Présentation
Cellular mRNAs are subjected to a balance between synthesis and degradation, which determines the shape of the transcriptome and greatly participates to protein homeostasis. In addition to the general degradation pathways, which ensure the turnover of each mRNA, a number of quality control mechanisms target aberrant RNAs for degradation. mRNA turnover has been shown to occur co-translationally, mainly by the Xrn1-dependent 5’ to 3’ degradation pathway. In collaboration with Roland Beckmann’s lab in Munich, we showed that Xrn1 is directly associated with the ribosome (Tesina et al., Nat. Struct. Mol. Biol. 2019).
Cytoplasmic mRNA degradation also involves, although to a lesser extent, the exosome/SKI-dependent 3’ to 5’ pathway.
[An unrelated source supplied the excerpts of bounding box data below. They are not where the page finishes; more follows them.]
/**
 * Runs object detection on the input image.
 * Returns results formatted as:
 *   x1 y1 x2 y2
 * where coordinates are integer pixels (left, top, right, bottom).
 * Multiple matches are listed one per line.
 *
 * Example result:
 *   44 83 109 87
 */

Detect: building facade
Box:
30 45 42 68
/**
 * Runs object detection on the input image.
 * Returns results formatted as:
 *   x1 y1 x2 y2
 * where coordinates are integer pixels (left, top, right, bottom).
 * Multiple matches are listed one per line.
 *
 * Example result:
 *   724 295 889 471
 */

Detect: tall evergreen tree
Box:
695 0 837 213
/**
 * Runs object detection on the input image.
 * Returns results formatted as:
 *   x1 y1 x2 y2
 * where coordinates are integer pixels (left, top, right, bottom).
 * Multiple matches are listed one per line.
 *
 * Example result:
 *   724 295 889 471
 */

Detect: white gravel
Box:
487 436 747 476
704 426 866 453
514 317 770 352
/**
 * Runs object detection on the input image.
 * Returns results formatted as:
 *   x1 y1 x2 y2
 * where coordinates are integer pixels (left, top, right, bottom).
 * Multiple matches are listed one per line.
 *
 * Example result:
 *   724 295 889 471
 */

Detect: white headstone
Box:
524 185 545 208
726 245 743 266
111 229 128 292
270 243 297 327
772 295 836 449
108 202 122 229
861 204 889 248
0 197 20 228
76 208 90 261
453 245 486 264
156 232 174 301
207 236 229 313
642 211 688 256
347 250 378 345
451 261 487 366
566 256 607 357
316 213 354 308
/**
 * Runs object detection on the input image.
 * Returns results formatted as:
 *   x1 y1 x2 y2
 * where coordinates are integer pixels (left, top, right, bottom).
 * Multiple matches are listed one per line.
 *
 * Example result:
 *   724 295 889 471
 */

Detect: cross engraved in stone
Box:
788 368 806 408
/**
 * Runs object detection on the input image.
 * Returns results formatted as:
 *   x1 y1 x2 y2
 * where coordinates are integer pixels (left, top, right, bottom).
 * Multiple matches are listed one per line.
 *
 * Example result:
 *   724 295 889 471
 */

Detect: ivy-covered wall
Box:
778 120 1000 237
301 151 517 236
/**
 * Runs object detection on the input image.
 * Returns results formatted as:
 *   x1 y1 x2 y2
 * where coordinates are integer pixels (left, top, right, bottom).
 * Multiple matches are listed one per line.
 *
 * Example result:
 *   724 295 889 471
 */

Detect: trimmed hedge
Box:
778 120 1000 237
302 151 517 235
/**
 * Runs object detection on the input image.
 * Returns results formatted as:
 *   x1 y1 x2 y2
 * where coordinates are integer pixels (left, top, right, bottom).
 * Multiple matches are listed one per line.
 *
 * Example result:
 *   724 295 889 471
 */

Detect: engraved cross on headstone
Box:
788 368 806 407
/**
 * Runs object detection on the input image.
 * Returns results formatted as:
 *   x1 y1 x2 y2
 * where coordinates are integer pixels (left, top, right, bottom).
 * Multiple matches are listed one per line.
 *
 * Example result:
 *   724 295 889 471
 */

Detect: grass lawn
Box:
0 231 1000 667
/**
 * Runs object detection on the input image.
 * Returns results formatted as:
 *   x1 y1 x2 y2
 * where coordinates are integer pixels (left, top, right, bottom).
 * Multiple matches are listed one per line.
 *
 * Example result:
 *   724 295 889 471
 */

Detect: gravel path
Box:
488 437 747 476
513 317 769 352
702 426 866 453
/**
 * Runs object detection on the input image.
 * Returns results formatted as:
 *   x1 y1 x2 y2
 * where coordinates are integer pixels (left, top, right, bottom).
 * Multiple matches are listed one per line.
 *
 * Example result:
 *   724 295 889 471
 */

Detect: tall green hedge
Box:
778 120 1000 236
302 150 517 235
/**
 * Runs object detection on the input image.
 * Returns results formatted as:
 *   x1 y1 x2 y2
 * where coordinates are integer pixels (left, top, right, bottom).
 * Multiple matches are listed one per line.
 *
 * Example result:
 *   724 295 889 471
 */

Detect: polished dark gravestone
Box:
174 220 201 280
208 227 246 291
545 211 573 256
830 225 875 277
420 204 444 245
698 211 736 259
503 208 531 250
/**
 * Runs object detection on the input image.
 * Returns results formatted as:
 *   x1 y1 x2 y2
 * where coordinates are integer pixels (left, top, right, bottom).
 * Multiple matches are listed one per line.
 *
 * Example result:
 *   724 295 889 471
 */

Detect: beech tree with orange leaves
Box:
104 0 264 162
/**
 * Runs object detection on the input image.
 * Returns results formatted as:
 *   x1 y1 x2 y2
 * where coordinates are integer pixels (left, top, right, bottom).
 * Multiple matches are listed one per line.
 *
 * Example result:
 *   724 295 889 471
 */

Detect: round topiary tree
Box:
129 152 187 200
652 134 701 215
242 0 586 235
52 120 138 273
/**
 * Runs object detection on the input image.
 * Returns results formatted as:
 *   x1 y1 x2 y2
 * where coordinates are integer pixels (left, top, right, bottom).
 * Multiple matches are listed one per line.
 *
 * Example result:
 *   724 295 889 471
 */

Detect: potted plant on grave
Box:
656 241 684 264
We recently showed that the SKI complex directly interacts with ribosomes and that this interaction takes place during the Non-Stop mRNA decay as well as in the general 3’ to 5’ mRNA degradation pathway (Schmidt et al., Science. 2018).
This seems paradoxical because the SKI complex was previously shown to be required for the efficient degradation of mRNA 3’UTRs, mainly devoid of ribosomes. Recently, we characterized, in Saccharomyces cerevisiae, a new complex involved in the degradation of the ribosomes-free RNA 3’UTRs and cytoplasmic lncRNAs such as XUTs and SUTs. We propose a model to describe the role of this complex (Zhang et al., EMBO J. 2019).
We are now better characterizing the SKI/Ska1 complex and exploring the two exonucleolytic pathways.